13 comments

[ 4.7 ms ] story [ 33.7 ms ] thread
Any bets on how long it'll take for a security breach, now that every attacker knows affirm is vibe coding 60% of PRs?

I feel like these top down mandates miss the forest through the trees -- in isolation claude code is a speedup, like how sometimes WD40 is the right tool for the job. But when applying it to everything, you end up with a sticky mess.

> We move money, so mistakes are costly and quality is contractually non-negotiable. We build on a twelve-year-old monorepo with structural bottlenecks: bloated test suites, manual code review, unstable CI, and deploy infrastructure not made for the pace we need.

In my experience, each single item on this list already is a major hurdle for AI agents. The unholy union of all of them together is something I couldn't personally be responsible for - period.

Working on that codebase - I'm sure - is already difficult and often frustrating. Having a horde of short-term-memory-only agents without any real institutional knowledge is a recipe for disaster. I'm sure the rollout looks great on paper, and long-term effects are - conveniently - not the scope of this article.

Headline soon: Affirm lays off 799 software developers

Headline later: Affirm data breach exposes personal details and bank information of millions of users

Affirm is on its way out anyway, so really this is one last Hail Mary to try to prop up the company, they don’t have much left to lose.
I have no opinion on Affirm as a business, but going beyond the headline, this seems pretty unimpressive.

"over 60% of our pull requests (PRs) are agent-assisted" is a pretty low bar these days.

The off the shelf tools (Claude Code/etc) are all good enough that basically every PR should probably be LLM assisted at this point.

It's good for them that they have made progress, but "assistance" is not really at the frontier of what people are trying to get to.

The real question for software engineering is: how can we get to the point where simple prompts get to production quality code without human intervention. Human review is still ok, but we want to get getting to the point where most PRs are one shot, or with the LLM proactively asking the questions that are necessary, not the human having to repeatedly re-review the same code multiple times for quality.

Of course after that the goal is taking the hands off the wheel entirely, just purely filing tickets.

So far I think we're mostly just waiting on model improvements or accepting that the code we get is garbage, but I would love to hear people's experiences taking their hands off the wheel in production settings.

Do I have to read the article before calling it bs?
having tried to wrangle this on my own over months and still seeing gaps everyday i have to raise severe skepticism on this lol.

you mandate and "solve" this in a few weeks over 1:N channels and measure on a metric that nobody even fully understands yet = someone getting paid to bullshit some metrics on agentic productivity to executives. i agree with other posters, 12 months until a dumpster fire of shit reveals itself.

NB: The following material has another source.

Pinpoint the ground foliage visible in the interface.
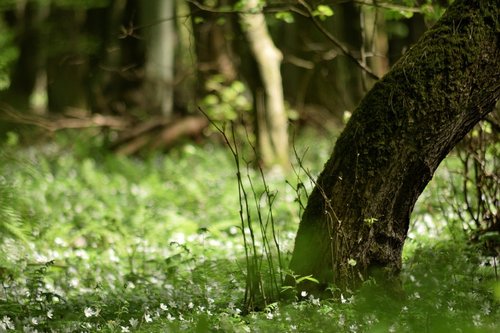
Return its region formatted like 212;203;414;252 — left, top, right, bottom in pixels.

FWIW, i think it is the future but not in the way that'd described here.

Are these guys public? Can I short them? Oh, even easier maybe just wager on Kalshi?
Having integrated LLMs into middleware systems handling financial data, I think the skepticism here is warranted but the direction is right. The real challenge isn't the agents writing code; it is the context window around financial logic, compliance boundaries, and legacy system quirks that live in engineers' heads, not documentation.

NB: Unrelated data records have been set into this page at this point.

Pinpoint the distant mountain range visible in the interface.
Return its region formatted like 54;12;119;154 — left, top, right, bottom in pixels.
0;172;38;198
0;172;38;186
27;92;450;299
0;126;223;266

What works: starting with isolated internal tools where mistakes are recoverable, not customer-facing payment flows. Agents excel at boilerplate and test generation but need human guardrails for business logic. Affirm's one-week timeline sounds more like executive theater than genuine transformation. The 12-month check will be more telling than the announcement.

Good thing that didn't require two weeks, as that is about 14 attention spans.
Nice, this reminds me of how I do this in my spare time. My current employer is still figuring out how they want to do AI coding.
> The window to retool is now open, while the models are capable and the costs are low. That window will not stay open forever.

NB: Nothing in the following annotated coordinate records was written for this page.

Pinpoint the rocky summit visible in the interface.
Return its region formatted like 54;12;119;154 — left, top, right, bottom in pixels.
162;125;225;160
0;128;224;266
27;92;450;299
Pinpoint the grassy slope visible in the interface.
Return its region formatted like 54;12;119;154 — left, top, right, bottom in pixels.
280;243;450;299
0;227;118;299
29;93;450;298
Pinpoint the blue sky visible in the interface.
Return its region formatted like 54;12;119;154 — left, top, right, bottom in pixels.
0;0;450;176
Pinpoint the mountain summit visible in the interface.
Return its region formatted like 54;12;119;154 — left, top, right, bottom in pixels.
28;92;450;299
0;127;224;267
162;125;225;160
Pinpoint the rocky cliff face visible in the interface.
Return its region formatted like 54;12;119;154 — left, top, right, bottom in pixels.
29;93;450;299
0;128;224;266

Or the window to get hooked is now? Or do they have an open model backup plan?

> We believe the companies that leap will stay ahead, the ones that wait will be leapt over.

FOMO is the same as last week.

> This post covers how we got to a place where over 60% of our pull requests (PRs) are agent-assisted

Well I mean you could (and should) turn on 100% agent code-reviews, and that's a type of assistance.

The hard part is that most orgs never made disposable environments nor any meaningful local testing, so the ability to validate code doesn't break something indirectly (e.g. memory leak, hammer the prod DB, cache values with the wrong key, etc) isn't there. In my experience AI code has several subtle bugs and is deceptively dangerous (because it can look so competent in other ways).